Retournons donc un peu dans le légendaire. Faisons la connaissance de Makar. Un paysan misérable, accroché à un coin de terre péniblement défriché, passant le peu d'argent qu'il gagne dans de l'eau-de-vie frelatée. Nous sommes la veille de Noël, et il est ivre mort. Et voilà qu'il s'est mis en tête qu'un renard était pris dans l'un de ses pièges. Avec sa peau, on pourrait acheter une bouteille de plus… Mais il s'égare dans la forêt. Épuisé, abruti par l'alcool, il s'endort dans la neige. On ne se réveille pas de ce genre de sieste.

Et voilà que même mort on n'a jamais la paix. Voilà que le petit pope du village, mort il y a bien longtemps, est venu le chercher. Viens, suis-moi, on va te juger…

Un petit conte écrit à la fin du XIXème siècle avec verve et talent. On y trouve le souffle des légendes épiques de Baba Yaga, l'esprit de la ‘Légende Dorée' et une immense compassion pour un peuple misérable. Si par ce point il rejoint Tolstoï l'auteur, Vladimir Korolenko, s'en écarte par son humour, et par le fait d'avoir réussi à mettre en oeuvre ses idéaux : c'est lors de son exil en Sibérie qu'il écrivit cette histoire.

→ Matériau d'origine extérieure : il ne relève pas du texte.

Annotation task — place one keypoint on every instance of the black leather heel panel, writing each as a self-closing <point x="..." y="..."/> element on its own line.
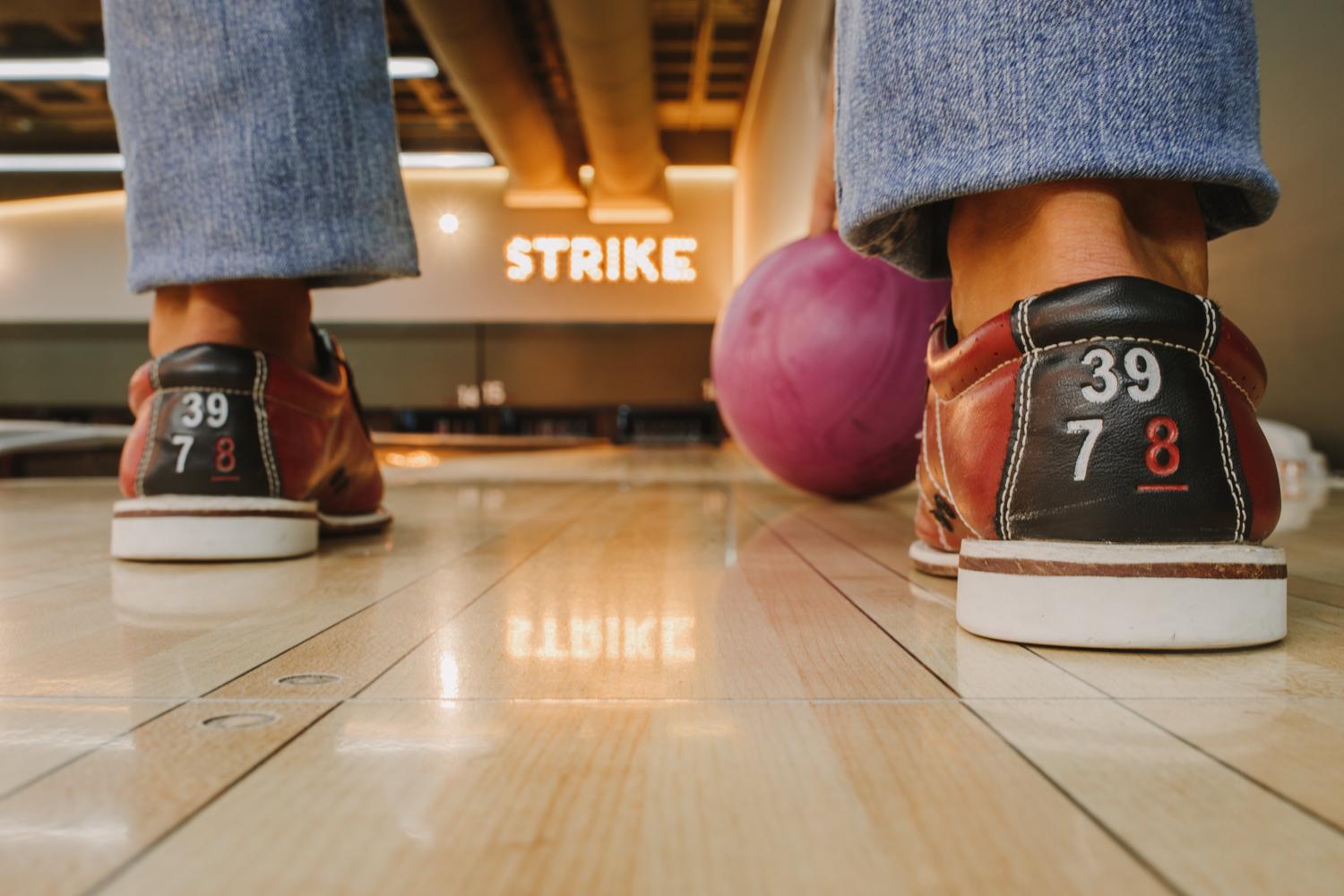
<point x="1129" y="490"/>
<point x="204" y="435"/>
<point x="1117" y="306"/>
<point x="209" y="366"/>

À certains égards, il évoque aussi un Rabelais où l'on boirait de l'alcool coupé d'eau et de tabac, et l'on festoierait de neige en gelée et de graviers sauce caillou. Et l'on croise un beau défilé de fou. En fait, peut-être tenons-nous là les prémisses de ce qui aurait pu devenir l'humanisme russe…

Quant aux gravures qui l'illustrent, elles ont été faites avec toute la finesse de cet art.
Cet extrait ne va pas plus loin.